Watch the Indian Bullfrog mate in the rainy season


As the monsoon arrives, our appetite for pakodas becomes insatiable. So it is for the animals around us, except that they are blessed with a far more diverse menu than ours.

Frenzied mating and a voracious appetite come together to ensure the survival and procreation of the amphibian we’re going to talk about today. At any other time during the year, the Indian Bullfrog (Hoplobatrachus tigerinus) roam alone and have a varied dull olive green-brown appearance, camouflaging well with their immediate surroundings.

When the rain comes down, their breeding season begins, and the males, now yellow, with two blue vocal sacs, set out in search of females, that are generally larger. If you find a big congregation of adults, with the yellow males on top of dull-looking females in and around water bodies around this time, you know what they’re upto.

Classified under the International Union for Conservation of Nature’s (IUCN) Least Concern category, it is one of the most familiar and abundant frogs of South and South-East Asia, and also the largest frog found in the Indian Subcontinent. They can be identified by the pointed snout and long hind limbs, which help them jump.

Being nocturnal and formidable ambush predators, they lie in wait for their unsuspecting prey to come closer before lunging and grabbing them with their mouths. At times they may swim or stealthily hop towards their prey in order to catch them by surprise. The powerful jaws and sharp teeth, efficient tongue-play, and fairly large hands allow them to grab, constrict and push its helpless meal inside the mouth bit by bit.

With a large appetite and complete lack of dietary preference, they are known to feed on almost anything, which includes a wide array of both vertebrates and invertebrates including insects, worms, snakes, rodents, fish. They often engage in cannibalism by feeding on smaller individuals of their own kind and on other frogs. Even their tadpoles have been observed to feed on smaller tadpoles of their own kind as well as on tadpoles of other frogs in the vicinity.

In the way of the Nature, they also are an important prey-base for several other creatures like birds, bigger snakes, and at times desperate carnivore mammals. Rat snakes for instance live in sewers and feed on the frogs that also inhabit the area.

The Indian Bullfrog’s loud croaking call, attracts the opposite sex, but also predators, especially in areas with freshwater bodies like ponds, marshes, and lakes, a habitat that they prefer. Their feet are nearly entirely webbed to help them adjust to the water and the vegetation surrounding it. When threatened, they can jump on the surface of the water, just like on land, despite being large in size.

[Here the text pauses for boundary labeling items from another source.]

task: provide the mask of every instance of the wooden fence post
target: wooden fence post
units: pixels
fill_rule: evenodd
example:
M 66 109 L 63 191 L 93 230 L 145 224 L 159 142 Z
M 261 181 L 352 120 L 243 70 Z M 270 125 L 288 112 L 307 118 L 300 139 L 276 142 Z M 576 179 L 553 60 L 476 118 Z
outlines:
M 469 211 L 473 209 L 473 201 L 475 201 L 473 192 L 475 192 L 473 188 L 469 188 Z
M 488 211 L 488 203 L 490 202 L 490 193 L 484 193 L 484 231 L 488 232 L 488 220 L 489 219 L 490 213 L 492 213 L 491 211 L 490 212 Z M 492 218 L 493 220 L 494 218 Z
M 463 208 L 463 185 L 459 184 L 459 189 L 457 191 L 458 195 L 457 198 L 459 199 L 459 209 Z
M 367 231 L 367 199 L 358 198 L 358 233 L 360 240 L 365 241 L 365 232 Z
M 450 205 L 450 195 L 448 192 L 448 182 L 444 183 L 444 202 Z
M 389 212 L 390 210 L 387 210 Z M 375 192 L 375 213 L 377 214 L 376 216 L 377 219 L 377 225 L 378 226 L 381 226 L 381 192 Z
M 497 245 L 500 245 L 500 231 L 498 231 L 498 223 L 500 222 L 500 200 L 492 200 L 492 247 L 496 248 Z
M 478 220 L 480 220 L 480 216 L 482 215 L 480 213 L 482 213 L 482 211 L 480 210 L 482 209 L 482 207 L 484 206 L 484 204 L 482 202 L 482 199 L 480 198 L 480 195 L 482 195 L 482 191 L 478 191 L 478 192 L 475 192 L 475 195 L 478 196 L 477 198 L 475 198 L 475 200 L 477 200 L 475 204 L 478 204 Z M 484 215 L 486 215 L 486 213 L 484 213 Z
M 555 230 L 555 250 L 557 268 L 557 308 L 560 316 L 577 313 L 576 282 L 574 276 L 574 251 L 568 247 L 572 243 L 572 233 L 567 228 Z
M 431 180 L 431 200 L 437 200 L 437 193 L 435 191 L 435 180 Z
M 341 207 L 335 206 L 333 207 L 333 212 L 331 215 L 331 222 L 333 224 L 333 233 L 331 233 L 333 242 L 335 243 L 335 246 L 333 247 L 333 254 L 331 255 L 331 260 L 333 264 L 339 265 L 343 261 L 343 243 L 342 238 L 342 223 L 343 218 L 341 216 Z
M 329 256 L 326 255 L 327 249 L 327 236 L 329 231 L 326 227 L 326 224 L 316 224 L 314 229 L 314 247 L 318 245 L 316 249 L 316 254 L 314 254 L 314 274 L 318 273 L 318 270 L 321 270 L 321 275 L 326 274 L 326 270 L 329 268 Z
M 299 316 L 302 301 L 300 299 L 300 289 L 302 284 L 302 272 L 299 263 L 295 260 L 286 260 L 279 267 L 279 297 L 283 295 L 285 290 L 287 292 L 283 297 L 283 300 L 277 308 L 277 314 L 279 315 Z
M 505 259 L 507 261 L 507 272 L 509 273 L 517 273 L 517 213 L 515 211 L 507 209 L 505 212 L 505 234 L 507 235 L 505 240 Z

Until late into my career as a naturalist, I had only heard this frog in videos posted online. Three years ago, around this time, I got an opportunity from WWF-India to work on a publication on the wetlands of Keoladeo National Park (formerly called Bharatpur Bird Sanctuary) in Rajasthan.

On a late evening recce, the silence of the park burst with an echoed repetitive call of a creature. Somehow, the call seemed urgent and not normal, more like a plea! On investigating further, I found an unfortunate bullfrog in the jaws of a big Indian Rat Snake near the reeds of the wetland.

On seeing me, the snake slowly wriggled across the periphery of the wetland and made it into the denser reeds. At first, the call became a little more desperate, slowly fading and disappearing completely thereafter.

At the once quaint DSOI Army club in Dhaula Kuan, where evenings revolved around the adults engaging in drinks and dinner, with the young people playing video games at the club arcade, I would stand around and watch the swimming pool. The faint memory of those frogs made me realise much later, that they were all Indian Bullfrogs.

Bullfrog legs are considered a delicacy and they are illegally hunted and served in several places across the country even though the species is protected under Schedule IV of the Wildlife Protection Act of India, 1971. It is the most hunted frog across the country and the forest department works diligently towards any leads to try and curb its consumption.

Their opportunistic feeding behaviour, prolific breeding (with large egg clutches) and adaptability makes them invasive in nature, where they tend to overpower other native species, a problem frogs native to Andamans are facing at present. The species was also introduced in Madagascar and the situation follows the same course.

Areas like Sanjay Van and Lodhi Garden are presently homing a large number of breeding Indian Bullfrogs.

The writer is the founder of NINOX – Owl About Nature, a nature-awareness initiative. He is the Delhi-NCR reviewer for Ebird, a Cornell University initiative, monitoring rare sightings of birds. He formerly led a programme of WWF India.